|Book Details :|
This textbook represents the Finite Element Analysis lecture course given to students in the third year at the Department of Engineering Sciences (now F.I.L.S.), English Stream, University Politehnica of Bucharest, since 1992.
It grew in time along with a course taught in Romanian to students in the Faculty of Transports, helped by the emergence of microcomputer networks and integration of the object into mechanical engineering curricula.
The syllabus of the 28-hour course, supplemented by 28-hour tutorial and lab. classes, was structured along the NAFEMS recommendations published in the October 1988 issue of BENCHmark.
The course represents only an introduction to the finite element analysis, for which we wrote simple stand-alone single-element programs to assist students in solving problems as homework.
It is followed by an advanced course in the fourth year at F.I.L.S., called Computational Structural Mechanics, where students are supposed to use commercial programs.
In designing the course, our aim was to produce students capable of:
(a) understanding the theoretical background, (b) appreciating the structure of finite element programs for potential amendment and development, (c) running packages and assessing their limitations, (d) taking a detached view in checking output, and (e) understanding failure messages and finding ways of rectifying the errors.
The course syllabus was restricted to 2D linear elastic structural problems. It has been found advantageous to divide the finite element analysis into two parts.
Firstly, the assembly process without any approximations (illustrated by frameworks) followed by the true finite element process which involves approximations.
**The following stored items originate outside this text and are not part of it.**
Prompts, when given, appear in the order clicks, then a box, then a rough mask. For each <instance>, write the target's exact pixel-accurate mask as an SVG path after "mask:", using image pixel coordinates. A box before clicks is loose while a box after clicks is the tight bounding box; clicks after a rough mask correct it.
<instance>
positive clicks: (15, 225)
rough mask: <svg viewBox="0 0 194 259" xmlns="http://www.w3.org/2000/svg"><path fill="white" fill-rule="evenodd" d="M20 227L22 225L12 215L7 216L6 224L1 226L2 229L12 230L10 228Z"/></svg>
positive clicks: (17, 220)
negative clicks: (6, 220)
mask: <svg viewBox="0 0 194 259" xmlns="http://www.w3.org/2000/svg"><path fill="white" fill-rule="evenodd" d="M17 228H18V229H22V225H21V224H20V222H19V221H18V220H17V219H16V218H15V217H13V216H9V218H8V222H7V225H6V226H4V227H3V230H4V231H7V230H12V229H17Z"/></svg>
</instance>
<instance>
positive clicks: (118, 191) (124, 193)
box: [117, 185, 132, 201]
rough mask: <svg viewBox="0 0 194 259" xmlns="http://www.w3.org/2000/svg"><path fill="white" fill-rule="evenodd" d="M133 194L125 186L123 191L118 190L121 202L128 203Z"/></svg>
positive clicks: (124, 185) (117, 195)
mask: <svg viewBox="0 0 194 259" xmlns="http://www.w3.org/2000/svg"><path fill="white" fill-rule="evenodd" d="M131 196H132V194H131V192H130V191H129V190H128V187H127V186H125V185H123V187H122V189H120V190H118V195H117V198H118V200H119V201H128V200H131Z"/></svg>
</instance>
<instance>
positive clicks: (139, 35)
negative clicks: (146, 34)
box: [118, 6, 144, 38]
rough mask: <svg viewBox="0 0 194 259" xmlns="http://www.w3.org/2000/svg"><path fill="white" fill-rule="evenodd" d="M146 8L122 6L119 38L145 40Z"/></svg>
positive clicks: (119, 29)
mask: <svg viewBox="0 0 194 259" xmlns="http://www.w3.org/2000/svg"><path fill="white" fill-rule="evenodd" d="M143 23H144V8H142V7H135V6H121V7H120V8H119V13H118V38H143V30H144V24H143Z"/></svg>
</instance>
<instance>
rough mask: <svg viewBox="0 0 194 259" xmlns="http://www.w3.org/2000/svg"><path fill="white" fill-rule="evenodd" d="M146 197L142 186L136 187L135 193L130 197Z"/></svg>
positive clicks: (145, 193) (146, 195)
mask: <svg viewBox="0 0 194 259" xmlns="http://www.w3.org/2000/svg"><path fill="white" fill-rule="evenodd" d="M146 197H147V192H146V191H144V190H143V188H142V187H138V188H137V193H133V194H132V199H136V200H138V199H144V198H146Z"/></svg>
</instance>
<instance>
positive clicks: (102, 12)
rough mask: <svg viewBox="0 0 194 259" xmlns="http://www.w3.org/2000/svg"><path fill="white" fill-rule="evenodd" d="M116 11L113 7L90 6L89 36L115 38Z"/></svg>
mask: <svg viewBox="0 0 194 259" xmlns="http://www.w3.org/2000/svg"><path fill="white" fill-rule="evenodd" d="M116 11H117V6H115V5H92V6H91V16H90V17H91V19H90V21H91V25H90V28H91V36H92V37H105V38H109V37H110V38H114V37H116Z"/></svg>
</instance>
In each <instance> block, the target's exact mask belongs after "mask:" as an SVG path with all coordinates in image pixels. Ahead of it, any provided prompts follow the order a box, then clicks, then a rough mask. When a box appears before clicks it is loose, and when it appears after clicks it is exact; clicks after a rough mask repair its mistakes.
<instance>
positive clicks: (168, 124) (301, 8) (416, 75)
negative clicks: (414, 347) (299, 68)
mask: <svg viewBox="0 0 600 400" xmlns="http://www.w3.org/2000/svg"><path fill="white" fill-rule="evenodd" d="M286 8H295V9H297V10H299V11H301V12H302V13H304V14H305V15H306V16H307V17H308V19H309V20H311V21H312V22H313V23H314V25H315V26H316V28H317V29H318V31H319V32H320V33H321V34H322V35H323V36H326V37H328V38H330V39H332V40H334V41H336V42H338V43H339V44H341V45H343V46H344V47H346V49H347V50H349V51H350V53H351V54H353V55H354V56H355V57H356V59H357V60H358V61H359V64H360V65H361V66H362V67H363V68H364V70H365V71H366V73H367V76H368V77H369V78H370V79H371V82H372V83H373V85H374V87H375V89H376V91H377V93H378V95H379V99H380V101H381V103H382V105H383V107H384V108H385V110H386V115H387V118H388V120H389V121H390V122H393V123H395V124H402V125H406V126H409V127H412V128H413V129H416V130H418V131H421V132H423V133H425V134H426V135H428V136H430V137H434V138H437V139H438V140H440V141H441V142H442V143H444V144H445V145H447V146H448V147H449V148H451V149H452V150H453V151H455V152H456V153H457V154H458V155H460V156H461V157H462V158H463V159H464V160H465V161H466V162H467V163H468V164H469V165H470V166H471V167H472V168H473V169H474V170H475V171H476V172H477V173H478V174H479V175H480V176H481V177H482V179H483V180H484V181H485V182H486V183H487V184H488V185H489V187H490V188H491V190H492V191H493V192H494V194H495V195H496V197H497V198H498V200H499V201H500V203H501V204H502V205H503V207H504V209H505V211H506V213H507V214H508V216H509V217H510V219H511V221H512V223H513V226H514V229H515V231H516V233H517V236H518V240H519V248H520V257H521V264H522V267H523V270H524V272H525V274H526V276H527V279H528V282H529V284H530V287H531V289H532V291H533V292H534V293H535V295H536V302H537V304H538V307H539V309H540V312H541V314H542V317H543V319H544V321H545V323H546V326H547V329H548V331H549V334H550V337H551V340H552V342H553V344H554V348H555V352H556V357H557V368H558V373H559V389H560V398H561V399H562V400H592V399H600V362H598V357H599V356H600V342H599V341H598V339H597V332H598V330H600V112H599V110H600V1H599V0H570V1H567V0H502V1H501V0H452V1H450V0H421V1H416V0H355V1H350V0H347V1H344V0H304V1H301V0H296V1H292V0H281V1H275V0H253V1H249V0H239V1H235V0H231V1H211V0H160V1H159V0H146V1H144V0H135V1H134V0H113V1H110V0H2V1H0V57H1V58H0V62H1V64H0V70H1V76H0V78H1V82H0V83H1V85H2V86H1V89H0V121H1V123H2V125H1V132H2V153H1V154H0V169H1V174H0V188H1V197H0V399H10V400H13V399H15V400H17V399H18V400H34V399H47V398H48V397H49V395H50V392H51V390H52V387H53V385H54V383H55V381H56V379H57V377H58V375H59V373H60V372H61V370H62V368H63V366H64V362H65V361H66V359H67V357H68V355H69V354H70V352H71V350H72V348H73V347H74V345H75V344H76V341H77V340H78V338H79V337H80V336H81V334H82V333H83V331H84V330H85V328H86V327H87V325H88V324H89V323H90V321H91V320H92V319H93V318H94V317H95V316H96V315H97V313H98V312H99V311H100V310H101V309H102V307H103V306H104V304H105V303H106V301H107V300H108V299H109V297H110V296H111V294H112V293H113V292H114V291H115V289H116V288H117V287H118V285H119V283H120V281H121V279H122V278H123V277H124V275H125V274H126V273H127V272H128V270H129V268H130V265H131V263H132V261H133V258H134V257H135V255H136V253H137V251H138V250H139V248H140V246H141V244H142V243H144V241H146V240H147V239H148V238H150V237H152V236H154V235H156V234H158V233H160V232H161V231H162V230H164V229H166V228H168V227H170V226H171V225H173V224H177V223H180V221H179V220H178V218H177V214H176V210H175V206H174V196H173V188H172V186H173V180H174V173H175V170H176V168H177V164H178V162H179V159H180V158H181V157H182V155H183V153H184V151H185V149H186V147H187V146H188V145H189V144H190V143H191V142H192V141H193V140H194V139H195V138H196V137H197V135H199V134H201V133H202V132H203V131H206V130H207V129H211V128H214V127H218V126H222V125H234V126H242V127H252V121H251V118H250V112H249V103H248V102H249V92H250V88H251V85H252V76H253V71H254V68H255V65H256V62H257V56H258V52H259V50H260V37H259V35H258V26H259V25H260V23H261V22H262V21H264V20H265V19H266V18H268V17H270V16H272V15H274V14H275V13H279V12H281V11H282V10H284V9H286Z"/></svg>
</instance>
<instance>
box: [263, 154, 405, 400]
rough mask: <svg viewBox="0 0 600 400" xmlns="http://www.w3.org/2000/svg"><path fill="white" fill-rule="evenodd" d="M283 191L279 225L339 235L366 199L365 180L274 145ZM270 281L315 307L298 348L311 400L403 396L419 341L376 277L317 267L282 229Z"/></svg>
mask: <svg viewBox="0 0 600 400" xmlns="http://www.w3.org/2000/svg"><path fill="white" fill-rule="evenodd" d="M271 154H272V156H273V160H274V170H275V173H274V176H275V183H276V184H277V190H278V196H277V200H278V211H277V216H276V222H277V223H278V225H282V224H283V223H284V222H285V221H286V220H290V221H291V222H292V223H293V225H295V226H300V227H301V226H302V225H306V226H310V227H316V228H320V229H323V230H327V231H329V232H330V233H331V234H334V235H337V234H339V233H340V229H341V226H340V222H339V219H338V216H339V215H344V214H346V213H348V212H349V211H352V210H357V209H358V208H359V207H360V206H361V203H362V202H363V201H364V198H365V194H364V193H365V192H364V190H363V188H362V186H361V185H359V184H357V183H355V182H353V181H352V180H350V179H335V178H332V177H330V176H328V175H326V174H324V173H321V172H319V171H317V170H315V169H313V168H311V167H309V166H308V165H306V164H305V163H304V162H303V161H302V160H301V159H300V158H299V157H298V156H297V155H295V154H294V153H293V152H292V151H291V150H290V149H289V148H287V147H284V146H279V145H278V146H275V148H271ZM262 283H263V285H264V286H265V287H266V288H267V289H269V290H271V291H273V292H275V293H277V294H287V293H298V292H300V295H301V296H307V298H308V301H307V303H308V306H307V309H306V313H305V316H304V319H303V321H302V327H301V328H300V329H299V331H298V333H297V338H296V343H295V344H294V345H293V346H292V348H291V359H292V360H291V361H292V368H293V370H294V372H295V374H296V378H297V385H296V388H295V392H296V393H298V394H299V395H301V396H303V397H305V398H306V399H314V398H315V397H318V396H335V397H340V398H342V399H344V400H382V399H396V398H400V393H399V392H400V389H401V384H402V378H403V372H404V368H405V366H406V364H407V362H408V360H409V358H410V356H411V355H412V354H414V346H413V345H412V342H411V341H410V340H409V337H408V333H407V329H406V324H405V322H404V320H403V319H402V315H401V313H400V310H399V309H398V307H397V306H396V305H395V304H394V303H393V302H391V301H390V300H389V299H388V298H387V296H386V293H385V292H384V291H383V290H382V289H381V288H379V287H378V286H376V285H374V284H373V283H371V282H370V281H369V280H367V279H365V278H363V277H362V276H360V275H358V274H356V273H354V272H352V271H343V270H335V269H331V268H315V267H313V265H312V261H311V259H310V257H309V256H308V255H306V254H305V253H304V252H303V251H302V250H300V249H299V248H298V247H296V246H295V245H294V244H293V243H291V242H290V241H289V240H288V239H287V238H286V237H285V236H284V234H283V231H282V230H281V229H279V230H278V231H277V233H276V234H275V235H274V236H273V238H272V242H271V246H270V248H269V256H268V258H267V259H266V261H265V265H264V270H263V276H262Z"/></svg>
This is achieved starting with trusses, then with beams and plane frames, and progressively dealing with membrane and plate-bending elements. Solid elements and shells are not treated. Our objective was to ensure that students have achieved:
(a) a familiarity in working with matrix methods and developing stiffness matrices, (b) an understanding of global versus local coordinate systems, (c) the abilty to use the minimum potential energy theorem and virtual work equations,
(d) the mapping from isoparametric space to real geometrics and the need for numerical integration, (e) an insight in numerical techniques for linear equation solving (Gauss elimination, frontal solvers etc), and (f) the use of equilibrium, compatibility, stress/strain relations and boundary conditions.
As a course taught for non-native speakers, it has been considered useful to reproduce as language patterns some sentences from English texts.